Think at the following analogy:

  • Camera samples are buckets with fruits (apples, oranges, strawberries, lemons, etc.)
  • Every pixel is a consumer, thats based on the AET, has a unique demand for a specific number of apples, a specific number of oranges, strawberries and so on.
  • You may send a minimum/maximum number of baskets to a consumer (Samples Min. / Samples Max.), but each basket has to have a number from every fruit.
  • You may not send fruits to a consumer more than your local samples unless you force the AET to send more camera samples (than your local samples value)
Shaders Analogy

You can see now how much effective is to keep Camera Samples under control and adjust Local Samples instead (lower number of baskets, with more fruits that are in demand). On the other hand, a low min/max interval of camera samples (baskets) will waste more fruits as the AET will have a small threshold of baskets to adapt between fruits that are higher in demand vs. fruits that are not in demand.

Workflow

The best way to find how many Local Samples are needed for each scenario is looking at AOV’s.
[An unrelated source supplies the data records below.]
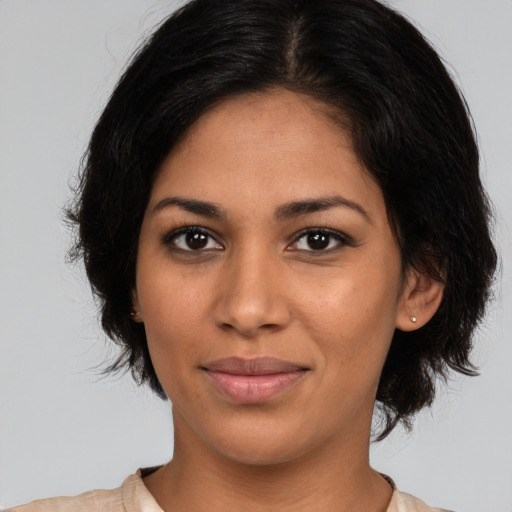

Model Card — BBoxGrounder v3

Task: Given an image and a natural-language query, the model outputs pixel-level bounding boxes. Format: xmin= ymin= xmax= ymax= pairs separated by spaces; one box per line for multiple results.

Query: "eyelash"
xmin=162 ymin=226 xmax=354 ymax=256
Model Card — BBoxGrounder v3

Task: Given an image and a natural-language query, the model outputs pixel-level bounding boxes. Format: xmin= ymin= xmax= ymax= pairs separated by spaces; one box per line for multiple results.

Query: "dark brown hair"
xmin=68 ymin=0 xmax=496 ymax=438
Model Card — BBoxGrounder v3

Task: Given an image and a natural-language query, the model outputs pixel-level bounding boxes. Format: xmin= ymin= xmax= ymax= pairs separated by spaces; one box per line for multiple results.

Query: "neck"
xmin=144 ymin=412 xmax=391 ymax=512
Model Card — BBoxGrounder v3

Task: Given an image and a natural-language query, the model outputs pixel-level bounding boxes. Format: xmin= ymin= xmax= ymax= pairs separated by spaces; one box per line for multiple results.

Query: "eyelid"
xmin=162 ymin=226 xmax=224 ymax=253
xmin=288 ymin=226 xmax=355 ymax=255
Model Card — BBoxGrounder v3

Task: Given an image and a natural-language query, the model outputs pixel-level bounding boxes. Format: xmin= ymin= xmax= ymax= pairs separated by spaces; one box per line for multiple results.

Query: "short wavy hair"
xmin=67 ymin=0 xmax=497 ymax=438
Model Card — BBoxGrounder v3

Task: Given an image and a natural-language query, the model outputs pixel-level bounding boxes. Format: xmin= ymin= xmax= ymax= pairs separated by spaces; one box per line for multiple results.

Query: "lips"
xmin=202 ymin=357 xmax=308 ymax=404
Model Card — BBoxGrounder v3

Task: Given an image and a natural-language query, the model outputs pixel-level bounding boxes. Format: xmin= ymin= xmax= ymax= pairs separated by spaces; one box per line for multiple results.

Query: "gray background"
xmin=0 ymin=0 xmax=512 ymax=512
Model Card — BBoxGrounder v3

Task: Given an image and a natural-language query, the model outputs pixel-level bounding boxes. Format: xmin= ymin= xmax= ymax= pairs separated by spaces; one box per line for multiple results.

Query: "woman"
xmin=10 ymin=0 xmax=496 ymax=512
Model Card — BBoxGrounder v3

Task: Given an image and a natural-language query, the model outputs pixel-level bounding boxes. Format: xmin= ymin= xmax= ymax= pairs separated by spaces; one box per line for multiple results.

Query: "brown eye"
xmin=289 ymin=228 xmax=352 ymax=253
xmin=307 ymin=233 xmax=331 ymax=251
xmin=164 ymin=227 xmax=223 ymax=252
xmin=185 ymin=231 xmax=208 ymax=251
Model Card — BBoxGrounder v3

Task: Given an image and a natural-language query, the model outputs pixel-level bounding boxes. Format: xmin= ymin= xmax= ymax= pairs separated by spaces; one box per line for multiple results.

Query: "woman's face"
xmin=134 ymin=90 xmax=414 ymax=464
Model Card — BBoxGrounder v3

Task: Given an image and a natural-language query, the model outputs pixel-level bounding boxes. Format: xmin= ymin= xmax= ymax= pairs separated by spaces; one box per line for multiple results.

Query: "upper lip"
xmin=203 ymin=357 xmax=308 ymax=375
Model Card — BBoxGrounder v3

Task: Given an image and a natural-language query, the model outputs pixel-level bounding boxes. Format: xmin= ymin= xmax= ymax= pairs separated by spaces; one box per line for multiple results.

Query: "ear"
xmin=130 ymin=288 xmax=144 ymax=323
xmin=396 ymin=269 xmax=444 ymax=331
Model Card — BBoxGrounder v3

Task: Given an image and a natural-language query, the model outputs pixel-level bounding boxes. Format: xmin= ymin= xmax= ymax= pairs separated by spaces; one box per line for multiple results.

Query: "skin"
xmin=133 ymin=89 xmax=442 ymax=512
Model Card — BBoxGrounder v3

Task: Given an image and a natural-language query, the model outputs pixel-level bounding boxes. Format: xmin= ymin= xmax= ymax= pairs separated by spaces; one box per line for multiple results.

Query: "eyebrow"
xmin=152 ymin=197 xmax=227 ymax=219
xmin=152 ymin=196 xmax=372 ymax=223
xmin=275 ymin=196 xmax=372 ymax=223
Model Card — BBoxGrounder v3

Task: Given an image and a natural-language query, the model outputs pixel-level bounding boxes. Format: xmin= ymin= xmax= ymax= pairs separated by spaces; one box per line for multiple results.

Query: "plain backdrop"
xmin=0 ymin=0 xmax=512 ymax=512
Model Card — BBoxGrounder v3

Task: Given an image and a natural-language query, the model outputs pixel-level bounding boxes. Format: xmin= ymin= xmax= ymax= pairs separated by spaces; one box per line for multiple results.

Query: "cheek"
xmin=298 ymin=264 xmax=399 ymax=366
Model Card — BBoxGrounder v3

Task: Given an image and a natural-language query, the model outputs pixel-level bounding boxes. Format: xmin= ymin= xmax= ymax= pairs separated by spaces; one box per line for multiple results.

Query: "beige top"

Corresponding passes to samples:

DiffuseLightingRaw = Light Samples
ReflectionsRaw = Reflection Samples
RefractionsRaw = Refraction Samples / Single Scattering
SSS Raw =SSS Samples
Volume Lighting = Volume Samples
Global Illumination Raw = GI Brute Force Rays, IC Rays /Rate, IPC samples per pixel (and other tuning)

There are 2 starting methods:

  1. Going with some default Camera Sample settings and dialing in Local Samples overrides. Here are some rough values for scenarios that work for mewithout DoF,MB:
  • Simple studio lighting scene with abstract materials: 8/32..64 ; AET 0,01
  • Simple studio lighting scene with PBR detailed materials: 16/64..128 AET 0,008
  • Outdoor foliage environment, sun&sky lighting: 32/64..128 AET 0,015
  • Interior with photorealistic materials, complex lighting (sun&sky environment, portals, local lights): 32/128…256 AET 0,003

Increase each Local Samples channel until you are happy with the amount of noise in each AOV.

  1. This method starts with AET disabled; Samples Min = Samples Max, eg. 4/4 (minimum for 2x Anti-Aliasing Filter)
  • Increase each Local Sample channel until you are happy with the amount of noise in each AOV
  • increase the Samples Max. until you are happy with the render time/ noise ratio (increasing Samples Max will introduce noise back into image and cut render times, due to the AET factor)

Some considerations

A pixel might pass the AET test (the AET tells the engine to stop firing samples) even with some noise (error)  in a channel. The same is true for “visual” image noise, there are times when you don’t need every AOV to be perfectly noise free. There are also times when noise is not visible in a specific AOV, but composing the final image will give you a visible noise result. In this case you might have to adjust every AOV image result with an exposure filter (in Picture Viewer or Editing app).

Dome Light has a special adaptive samples distribution that favors bright spots on the HDRI texture so it requires A LOT of Local Samples (samples are gathered towards the “sun” for example, and are less distributed across the “sky”)
In comparison, Environment Map Shader offers only GI Illumination, its samples are controlled by the GI engine.

If you have mixed lights in the scene it is better to use Local Samples for each light object instead of Overrides.

Volume indirect illumination is always calculated using Brute Force. So if you have volume emission or other source of secondary rays that light your volume you should always adjust BF rays even if you have IC as main GI method.

Conclusion

A large range between Samples Min and Max allows the adaptive engine to fine tune how much time is spent on a pixel, however, this creates unused Local Samples for channels that don’t need that many samples. So a balance between adaptive sampling range and number of camera samples fired is desired. On the other hand, a low interval between min. and max. camera samples will reduce the adaptive sampler effectiveness, resulting in longer render times.